Format string challenges are important but can be a little tricky. You might argue that they are less complicated than ROP challenges, but I think it helps to learn the stack well and understand what memory sections are writeable before learning to exploit format string vulnerabilities. The challenges in this section are from angstromCTF 2018 and include the source code for each binary.
Challenge | Description |
---|---|
Number Guess | Leak private local variables |
Letter | Use %n to overwrite data in arbitrary memory locations |
Download: format_strings.tar.gz
Level 5: Gadgets in Shared Objects & Defeating ASLR
Until now with the ROP Emporium challenges, we’ve been solely using gadgets found in the binary that we’re running. However, you can also use gadgets found in the linked shared object files such as libc.so. In fact, this will usually make your exploits easier because there are so many gadgets in the libc shared object.
There is a catch though - it is slightly more work to ROP chain using the shared objects. Shared objects are compiled with a protection known as PIE, which stands for Position Independent Execution. If you look at a shared object file in a disassembler, you’ll see that each instruction’s address is something like 0x00000xxx
. This indicates that the .so file was compiled with PIE. When the shared object is loaded and run, the operating system chooses a random base address and all the address in the shared object are referenced by random_base + 0x00000xxx
. This is known as ASLR.
When an operating system has ASLR enabled and a binary is compiled with PIE, you can’t just jump to a fixed gadget addresses found in the binary and expect the jump to work.
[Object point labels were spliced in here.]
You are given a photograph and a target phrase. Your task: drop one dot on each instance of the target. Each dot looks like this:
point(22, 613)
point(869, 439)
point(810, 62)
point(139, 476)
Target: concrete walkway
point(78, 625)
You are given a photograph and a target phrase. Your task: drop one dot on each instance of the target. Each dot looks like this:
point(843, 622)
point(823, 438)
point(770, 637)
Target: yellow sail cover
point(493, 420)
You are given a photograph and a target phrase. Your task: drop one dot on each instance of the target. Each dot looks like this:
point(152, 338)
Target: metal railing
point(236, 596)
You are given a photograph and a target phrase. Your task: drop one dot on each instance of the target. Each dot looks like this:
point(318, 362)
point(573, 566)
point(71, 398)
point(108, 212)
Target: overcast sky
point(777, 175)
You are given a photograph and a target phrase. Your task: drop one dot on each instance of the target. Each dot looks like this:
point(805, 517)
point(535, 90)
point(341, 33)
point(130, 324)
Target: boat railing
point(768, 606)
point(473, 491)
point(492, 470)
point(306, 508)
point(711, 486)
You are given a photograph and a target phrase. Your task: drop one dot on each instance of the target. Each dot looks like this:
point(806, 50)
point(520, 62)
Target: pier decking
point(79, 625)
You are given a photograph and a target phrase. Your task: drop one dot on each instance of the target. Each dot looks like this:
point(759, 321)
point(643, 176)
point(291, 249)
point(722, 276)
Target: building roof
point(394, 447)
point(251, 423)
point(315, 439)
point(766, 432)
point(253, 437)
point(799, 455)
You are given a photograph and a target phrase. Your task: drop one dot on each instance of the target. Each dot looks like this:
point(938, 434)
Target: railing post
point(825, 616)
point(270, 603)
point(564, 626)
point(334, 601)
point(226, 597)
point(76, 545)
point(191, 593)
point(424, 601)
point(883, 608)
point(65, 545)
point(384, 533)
This is because the shared object’s base address will be randomized during the load time of the library. So how can we defeat this protectoin?
Well, the offsets within the library remain the same between runs even if the base addresses are different. Therefore, if you know the full address of any function, you can use the offsets in the .so file to calculate the address of any other function in that shared object. Getting the address of any function in the PLT is known as a leak.
The reason we haven’t had to deal with ASLR in the ROP Emporium challenges (even though ASLR was enabled!) is that we only looked for gadgets in the binary itself. Those binaries were not compiled with PIE (position independent execution), so ASLR didn’t affect them. Shared objects are always compiled with PIE, so ASLR affects them. If we had compiled the binaries in ROP Emporium with PIE, then you’d have to do the same kind of leak as discussed before to get the addresses of the gadgets before being able to jump to them. After leaking, the process is the same as usual for constructing a ROP chain.
Challenge | Description |
---|---|
ROPU | Leak an address using puts, then jump to a target from one-gadget. |
Ropasaurus Rex | Another leak but slightly more difficult (uses read() / write()) |
scv | Leak a stack canary using format strings |
Solutions
I’m working on creating a set of solutions for each of these challenges. Once it’s done, I’ll post it here.